Support for former players?

QPR1st Supporters’ Trust welcomes the Club’s announcement of the Forever R’s Club for former players and the first meeting of “Former Players Committee”. This is something that has been long advocated by fans.

QPR1st will welcome hearing whether there are any plans to expand the committee to include additional former players, including those not directly employed by QPR, and perhaps additional fans as well.

This is a start, but we urge the football club to consider how support might be provided to former players who may have served the club well but are facing hardship.

The minutes of the players’ committee state that “this would not be a Club that would provide funds to Former Players who may be ill or experiencing financial hardship. The PFA perform this role for its members”.

Other clubs have adopted a more flexible approach. Reading FC Former Players’ Association links with 200 former players and provides help “including, but not limited to, social and welfare support”.

Everton created a registered charity; The Everton Former Player’s Association. This raises funds at matches, through raffles and special events. According to the charity, money raised goes “towards the medical assistance and other requirements of former Everton players who did not have the luxury of today’s inflated wages. Some players bear the physical scars of giving their all in the Royal Blue jersey, and the Foundation contributes where it can towards medical assistance that improves the lives of these heroes of days gone by.”

We urge the club to look at creative solutions that could provide support to former QPR players where there is genuine need.

Planning permission at Old Oak a small first step to a new stadium?

QPR has had a plan for more than 600 homes as well as offices at Old Oak approved.
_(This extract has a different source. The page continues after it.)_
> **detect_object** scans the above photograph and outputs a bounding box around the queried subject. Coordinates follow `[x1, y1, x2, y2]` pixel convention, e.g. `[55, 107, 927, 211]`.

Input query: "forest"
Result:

This is the first significant decision made by the Old Oak and Park Royal Development Corporation – the body that will decide whether the club will be able to build a new stadium in the Old Oak area.

The new development is called Oaklands, and is being developed by the club and its partner, the Genesis housing association, on a plot of land at Old Oak.  As well as housing, the development will include a new road. This could later become a vital link road into the development area north of the canal and close to Willesden Junction station.

That road, and other pockets of land owned by QPR could prove to be important in future decision-making on proposals for Old Oak.  The club has said that it needs to have interests in housing at Old Oak as part of its plans to raise finance for a new stadium.

QPR1st Supporters Trust believes this planning permission is good news for all those who would like to see a new stadium.  It is good to see evidence of the club working positively with the planning authority for Old Oak; and showing it can deliver on housing and projects than benefit the community.

The story of QPR’s successful planning application was covered in the Standard last night:

Car Giant, who had said they would submit a planning application for their plans in December last year, have embarked on a fourth round of consultation on their plans for land thy own at Old Oak.

The new mayor of London is currently reviewing the work of the Old Oak and Park Royal Development Corporation, and is expected to make new appointments to its board later in the year.